The planning scenario in this example is shown in the following figure and is similar to Example 1. The main difference in this case is that a street legal load limit of 40,000 LB is imposed in the city region. This is defined as an equipment capacity override on the first leg. However, the full equipment capacity of 50,000 LB is allowed between the top-off location T and POL as T is strategically located very close to POL.

Suppose there are 2 "core” orders of 60,000 LB each, with 2 different source locations in the city region and a common destination at a port of discharge (POD). In this situation, multi-stop shipments will arrive at the POL location and continue on the ocean leg with underutilized pieces of equipment (with at least 10,000 LB capacity still available).
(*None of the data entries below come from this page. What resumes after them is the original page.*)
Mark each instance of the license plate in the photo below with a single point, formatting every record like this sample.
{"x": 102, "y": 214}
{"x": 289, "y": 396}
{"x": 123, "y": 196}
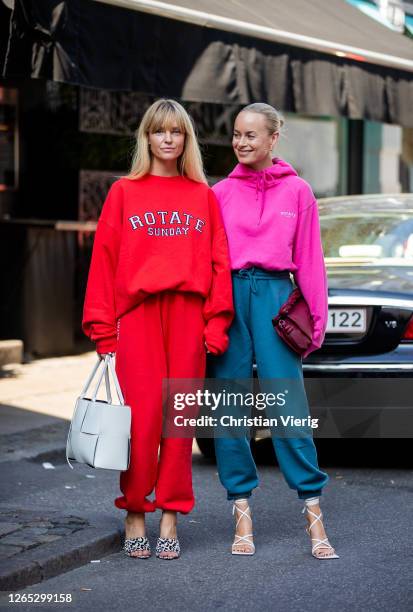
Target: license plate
{"x": 346, "y": 320}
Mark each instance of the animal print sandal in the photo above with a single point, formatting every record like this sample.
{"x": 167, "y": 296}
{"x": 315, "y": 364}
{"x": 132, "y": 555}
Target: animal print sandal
{"x": 168, "y": 545}
{"x": 134, "y": 544}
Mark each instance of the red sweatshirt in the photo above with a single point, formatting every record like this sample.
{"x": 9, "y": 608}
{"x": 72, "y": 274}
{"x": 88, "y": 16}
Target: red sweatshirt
{"x": 156, "y": 234}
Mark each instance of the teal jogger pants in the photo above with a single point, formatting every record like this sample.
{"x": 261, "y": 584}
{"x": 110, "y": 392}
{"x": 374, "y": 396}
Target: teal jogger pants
{"x": 258, "y": 295}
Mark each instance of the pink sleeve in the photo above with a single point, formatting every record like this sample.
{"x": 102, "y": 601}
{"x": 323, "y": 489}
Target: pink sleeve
{"x": 311, "y": 276}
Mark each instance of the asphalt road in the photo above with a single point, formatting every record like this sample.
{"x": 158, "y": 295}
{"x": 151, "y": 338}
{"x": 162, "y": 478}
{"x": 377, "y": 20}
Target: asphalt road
{"x": 368, "y": 515}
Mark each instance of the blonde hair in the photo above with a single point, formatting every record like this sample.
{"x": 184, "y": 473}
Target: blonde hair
{"x": 273, "y": 117}
{"x": 165, "y": 113}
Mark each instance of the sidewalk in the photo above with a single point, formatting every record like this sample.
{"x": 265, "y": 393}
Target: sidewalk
{"x": 40, "y": 537}
{"x": 52, "y": 518}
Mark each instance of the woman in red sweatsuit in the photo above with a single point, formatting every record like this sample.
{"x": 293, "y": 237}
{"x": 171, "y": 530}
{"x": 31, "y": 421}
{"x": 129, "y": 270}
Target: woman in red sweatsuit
{"x": 159, "y": 296}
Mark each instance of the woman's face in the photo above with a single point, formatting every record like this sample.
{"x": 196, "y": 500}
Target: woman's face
{"x": 251, "y": 141}
{"x": 167, "y": 144}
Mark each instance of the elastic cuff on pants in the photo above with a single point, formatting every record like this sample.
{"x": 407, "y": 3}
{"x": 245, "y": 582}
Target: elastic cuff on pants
{"x": 308, "y": 495}
{"x": 232, "y": 496}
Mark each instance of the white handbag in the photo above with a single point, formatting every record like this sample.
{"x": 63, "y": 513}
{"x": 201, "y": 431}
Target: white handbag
{"x": 99, "y": 433}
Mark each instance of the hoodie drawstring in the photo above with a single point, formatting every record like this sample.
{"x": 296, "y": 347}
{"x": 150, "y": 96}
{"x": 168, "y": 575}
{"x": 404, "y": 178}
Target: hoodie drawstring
{"x": 250, "y": 273}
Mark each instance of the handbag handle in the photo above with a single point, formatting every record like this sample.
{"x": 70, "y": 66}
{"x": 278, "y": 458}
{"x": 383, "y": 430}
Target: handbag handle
{"x": 106, "y": 362}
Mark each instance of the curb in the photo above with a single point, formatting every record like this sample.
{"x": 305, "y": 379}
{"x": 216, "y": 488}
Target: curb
{"x": 19, "y": 446}
{"x": 58, "y": 557}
To avoid this waste of equipment capacity, a top-off order of 30,000 LB is available for pick-up at T. In this case, as shown in the following figure, planning with the setting “USE CONOPT MERGE IN TOP-OFF PASS = true” and “IGNORE CAPACITY OVERRIDES IN TOP-OFF PASS = true” will result in 3 fully-utilized shipments on the first leg.

Note: Typically, top-off orders would be used to fill under-utilized shipment with core orders, rather than to create top-off-only shipments.  However, for a scenario in which top-off-only shipments are allowed, turning on the multi-stop logic configuration parameter TOP-OFF DISABLE SAME OD PAIRING may allow better utilization on top-off-only shipments. This parameter should not be turned on if top-off-only shipments are not desired.